Валентина Максимовна подошла к ней, передала мою просьбу. Это вызвало ярость, крик. Лугачева бросилась на эту несчастную пожилую женщину, схватила ее за лацкан и разорвала на ней кожаное пальто.

Тут я сказал:

– Все, съемки окончены. А ты, дорогая, приди в норму, если хочешь сниматься дальше.

Тогда она заявила группе:

– Всем остаться, я буду руководить съемкой!

Ее, конечно, слушать никто не стал. Она от злости схватила кирпич и с ругательствами в мой адрес стала бить фары и стекла моей машины. Вокруг, как всегда бывает при съемках, стояла большая толпа. Я понял, что это предел, и мы со всей съемочной группой приехали на студию, пришли к Сизову. Я сказал:

– Николай Трофимович, я перед вами очень виноват. Конечно, это моя жена, и конечно, я несу за нее определенную ответственность. Но больше я ее снимать не буду. Потому что все ее поведение… Вот сегодня произошел такой случай…

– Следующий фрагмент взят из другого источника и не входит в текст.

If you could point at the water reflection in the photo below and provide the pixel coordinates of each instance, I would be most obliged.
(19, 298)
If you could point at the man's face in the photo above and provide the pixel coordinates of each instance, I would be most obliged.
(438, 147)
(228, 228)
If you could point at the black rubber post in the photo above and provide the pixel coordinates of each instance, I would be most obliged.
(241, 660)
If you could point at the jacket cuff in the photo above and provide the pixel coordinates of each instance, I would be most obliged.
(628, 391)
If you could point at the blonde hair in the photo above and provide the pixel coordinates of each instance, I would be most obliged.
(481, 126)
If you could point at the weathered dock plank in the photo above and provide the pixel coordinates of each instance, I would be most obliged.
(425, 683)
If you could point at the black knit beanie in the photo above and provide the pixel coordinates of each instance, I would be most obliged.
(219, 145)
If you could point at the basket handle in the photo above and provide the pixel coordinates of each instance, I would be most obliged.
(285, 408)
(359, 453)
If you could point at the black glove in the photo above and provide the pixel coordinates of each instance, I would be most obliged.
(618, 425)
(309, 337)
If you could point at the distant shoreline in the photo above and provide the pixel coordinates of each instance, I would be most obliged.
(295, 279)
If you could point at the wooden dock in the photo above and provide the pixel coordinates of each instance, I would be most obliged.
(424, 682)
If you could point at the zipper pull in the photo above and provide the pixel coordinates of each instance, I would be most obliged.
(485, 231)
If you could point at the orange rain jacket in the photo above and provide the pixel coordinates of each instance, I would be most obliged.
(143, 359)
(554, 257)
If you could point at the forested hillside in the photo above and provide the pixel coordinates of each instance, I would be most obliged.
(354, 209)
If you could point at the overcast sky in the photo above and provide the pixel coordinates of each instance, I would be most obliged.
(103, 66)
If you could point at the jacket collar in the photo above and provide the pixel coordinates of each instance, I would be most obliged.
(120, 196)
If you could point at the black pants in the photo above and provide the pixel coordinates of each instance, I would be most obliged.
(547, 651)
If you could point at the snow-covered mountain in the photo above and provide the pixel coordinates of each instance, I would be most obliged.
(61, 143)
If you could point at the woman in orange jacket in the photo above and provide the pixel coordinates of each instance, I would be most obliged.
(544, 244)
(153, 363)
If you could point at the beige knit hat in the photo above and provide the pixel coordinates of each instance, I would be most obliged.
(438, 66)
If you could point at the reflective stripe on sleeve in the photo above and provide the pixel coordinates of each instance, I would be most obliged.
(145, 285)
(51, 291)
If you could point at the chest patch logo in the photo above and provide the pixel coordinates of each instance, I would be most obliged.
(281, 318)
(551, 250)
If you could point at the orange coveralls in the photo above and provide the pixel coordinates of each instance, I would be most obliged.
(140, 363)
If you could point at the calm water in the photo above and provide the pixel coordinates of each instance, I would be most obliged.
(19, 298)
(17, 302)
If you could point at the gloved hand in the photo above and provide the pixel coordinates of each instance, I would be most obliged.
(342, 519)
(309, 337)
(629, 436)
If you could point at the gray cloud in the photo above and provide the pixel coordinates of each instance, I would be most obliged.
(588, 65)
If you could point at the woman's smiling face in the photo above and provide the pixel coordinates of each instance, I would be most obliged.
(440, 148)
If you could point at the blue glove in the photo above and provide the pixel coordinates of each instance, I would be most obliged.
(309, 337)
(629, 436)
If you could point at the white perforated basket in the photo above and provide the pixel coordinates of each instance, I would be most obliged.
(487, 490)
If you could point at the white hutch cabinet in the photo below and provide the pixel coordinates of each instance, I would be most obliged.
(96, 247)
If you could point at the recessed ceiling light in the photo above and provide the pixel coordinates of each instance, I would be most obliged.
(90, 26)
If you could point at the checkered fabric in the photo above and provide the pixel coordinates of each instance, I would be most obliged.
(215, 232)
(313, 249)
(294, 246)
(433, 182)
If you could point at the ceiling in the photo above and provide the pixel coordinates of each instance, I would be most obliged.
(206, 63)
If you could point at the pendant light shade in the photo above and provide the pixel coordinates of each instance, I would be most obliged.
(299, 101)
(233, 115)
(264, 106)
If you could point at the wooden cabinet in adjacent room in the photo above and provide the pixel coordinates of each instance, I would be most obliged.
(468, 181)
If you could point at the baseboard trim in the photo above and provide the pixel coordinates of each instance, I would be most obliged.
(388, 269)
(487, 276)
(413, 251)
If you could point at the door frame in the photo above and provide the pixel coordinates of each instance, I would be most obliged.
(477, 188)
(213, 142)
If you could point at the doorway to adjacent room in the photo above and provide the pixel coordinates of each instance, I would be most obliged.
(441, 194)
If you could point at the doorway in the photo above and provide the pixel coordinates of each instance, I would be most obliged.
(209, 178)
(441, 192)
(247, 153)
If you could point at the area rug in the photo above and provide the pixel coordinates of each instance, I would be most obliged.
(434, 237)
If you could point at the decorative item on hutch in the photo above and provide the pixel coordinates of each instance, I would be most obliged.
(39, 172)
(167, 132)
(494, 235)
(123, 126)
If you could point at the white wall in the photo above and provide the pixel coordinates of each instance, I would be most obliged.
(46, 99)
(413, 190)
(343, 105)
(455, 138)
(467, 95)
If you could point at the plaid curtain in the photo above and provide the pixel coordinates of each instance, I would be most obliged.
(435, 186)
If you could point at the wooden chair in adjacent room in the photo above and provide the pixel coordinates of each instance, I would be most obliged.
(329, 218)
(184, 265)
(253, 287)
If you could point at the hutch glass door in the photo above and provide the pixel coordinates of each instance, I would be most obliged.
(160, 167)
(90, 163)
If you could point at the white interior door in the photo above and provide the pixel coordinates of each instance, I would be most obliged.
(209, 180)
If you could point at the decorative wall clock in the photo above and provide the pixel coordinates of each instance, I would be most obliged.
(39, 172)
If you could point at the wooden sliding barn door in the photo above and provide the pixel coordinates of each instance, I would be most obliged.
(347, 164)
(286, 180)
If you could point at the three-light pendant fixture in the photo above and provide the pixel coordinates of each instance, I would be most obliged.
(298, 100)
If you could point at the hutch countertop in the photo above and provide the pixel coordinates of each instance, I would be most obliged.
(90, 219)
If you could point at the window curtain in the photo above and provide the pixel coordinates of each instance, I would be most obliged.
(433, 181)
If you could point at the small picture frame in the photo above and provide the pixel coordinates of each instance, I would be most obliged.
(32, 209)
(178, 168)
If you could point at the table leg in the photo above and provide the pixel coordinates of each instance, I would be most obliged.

Тут плачущая Валентина Максимовна показала свое пальто, художник высказал свое мнение, оператор – свое, директор картины – свое. Оно было единодушным. Мол, это просто распущенная фурия без тормозов. То есть повторили практически то, что когда-то сказал Дербенев. Она оскорбляет всех и вся, не подчиняется никому, срывает съемки, скандалит, что ей дали не ту гримерную, что ей не то принесли. В общем, это ад, мы этого терпеть больше не можем. Если вы хотите продолжать съемки этого фильма, то вы ее и снимайте, а мы уходим – режиссер, оператор, художник, второй режиссер, директор – вся группа уходит с картины.